Here’s an example of the over-complexity that results from too many laws on our books, and of the injustice that is inflicted as a result of that over-complexity. Jacob Gershman, writing in The Wall Street Journal‘s Law Blog describes an instance of rape that isn’t rape.
Here are two cases. In one, a man has sexual intercourse with a woman by tricking her into believing he was, in fact, her boyfriend. In another, a man has sexual intercourse with a woman by tricking her into believing he was, in fact, her husband.
A lower court convicted the man in the first case of rape, and an appellate court reversed—no rape had occurred.

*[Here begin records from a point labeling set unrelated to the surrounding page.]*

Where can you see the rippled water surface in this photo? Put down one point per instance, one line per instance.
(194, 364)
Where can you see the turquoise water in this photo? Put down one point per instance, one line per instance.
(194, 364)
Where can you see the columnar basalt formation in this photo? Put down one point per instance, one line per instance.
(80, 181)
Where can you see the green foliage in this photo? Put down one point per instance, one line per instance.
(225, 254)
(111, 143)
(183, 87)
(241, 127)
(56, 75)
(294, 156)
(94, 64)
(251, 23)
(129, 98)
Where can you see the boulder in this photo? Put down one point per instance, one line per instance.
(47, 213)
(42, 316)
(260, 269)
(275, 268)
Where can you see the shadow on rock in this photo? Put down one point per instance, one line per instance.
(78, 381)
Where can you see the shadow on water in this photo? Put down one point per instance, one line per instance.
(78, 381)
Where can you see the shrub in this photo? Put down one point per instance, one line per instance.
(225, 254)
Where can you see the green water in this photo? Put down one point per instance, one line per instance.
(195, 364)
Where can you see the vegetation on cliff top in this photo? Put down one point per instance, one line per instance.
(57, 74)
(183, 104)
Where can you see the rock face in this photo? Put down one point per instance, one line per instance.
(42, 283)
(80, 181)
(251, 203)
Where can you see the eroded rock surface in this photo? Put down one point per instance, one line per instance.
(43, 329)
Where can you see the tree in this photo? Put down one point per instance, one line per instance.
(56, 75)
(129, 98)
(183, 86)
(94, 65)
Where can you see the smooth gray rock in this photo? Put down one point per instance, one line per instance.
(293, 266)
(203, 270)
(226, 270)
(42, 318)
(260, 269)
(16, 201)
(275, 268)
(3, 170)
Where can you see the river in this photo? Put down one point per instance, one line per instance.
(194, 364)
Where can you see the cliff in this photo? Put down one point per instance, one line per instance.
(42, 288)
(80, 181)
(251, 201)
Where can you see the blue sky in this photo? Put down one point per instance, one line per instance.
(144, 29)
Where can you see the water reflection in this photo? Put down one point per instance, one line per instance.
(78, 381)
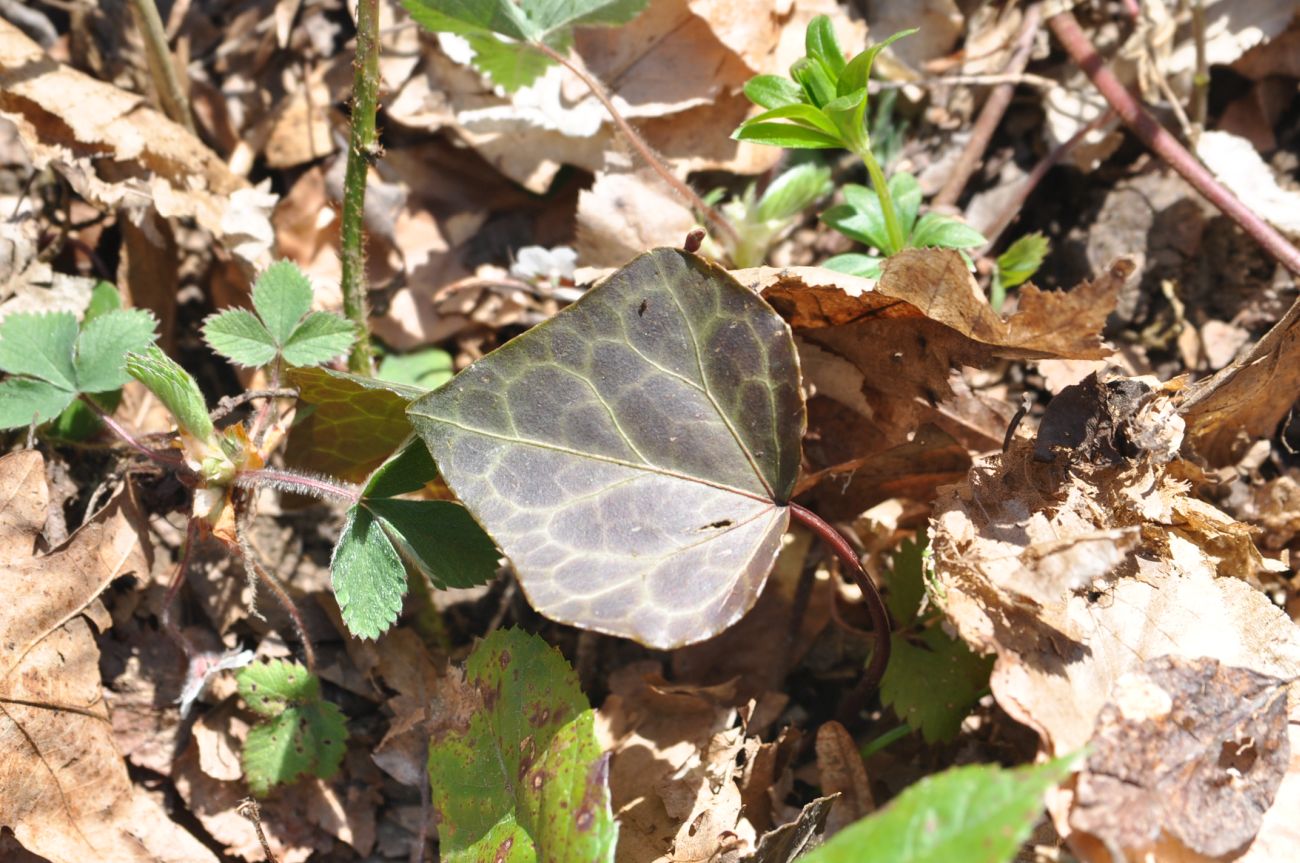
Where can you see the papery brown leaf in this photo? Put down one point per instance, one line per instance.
(64, 789)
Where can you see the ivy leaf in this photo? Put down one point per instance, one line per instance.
(525, 779)
(515, 64)
(50, 359)
(963, 815)
(284, 324)
(304, 733)
(174, 387)
(635, 454)
(354, 424)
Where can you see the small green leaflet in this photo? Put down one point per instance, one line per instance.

Here’s the law on that, as described by that appellate court:
…a victim of a crime is deemed “unconscious” when he or she is “not aware, knowing, perceiving, or cognizant of the essential characteristics of the act due to the perpetrator’s fraud in fact.
But pretending to be someone else is a fraud of “inducement” not “fact.” That means that the jury couldn’t convict [the…man] on that basis[.]
A married woman, similarly tricked (differing only by the…man…pretending to be husband rather than boyfriend), would get the rape conviction, as the appellate court also pointed out in its ruling in the first case.
…California’s penal code “provides that rape includes an act of sexual intercourse ‘[w]here a person submits under the belief that the person committing the act is the victim’s spouse, and this belief is induced by any artifice, pretense, or concealment practiced by the accused, with intent to induce the belief.'”
California’s Attorney General Kamala Harris is on the case, though.
The evidence is clear that this case involved a nonconsensual assault that fits within the general understanding of what constitutes rape. This law is arcane, and I will work with the Legislature to fix it.
Look for yet another law on the books, rather than a merging of these two laws into a single one with a unified definition of rape.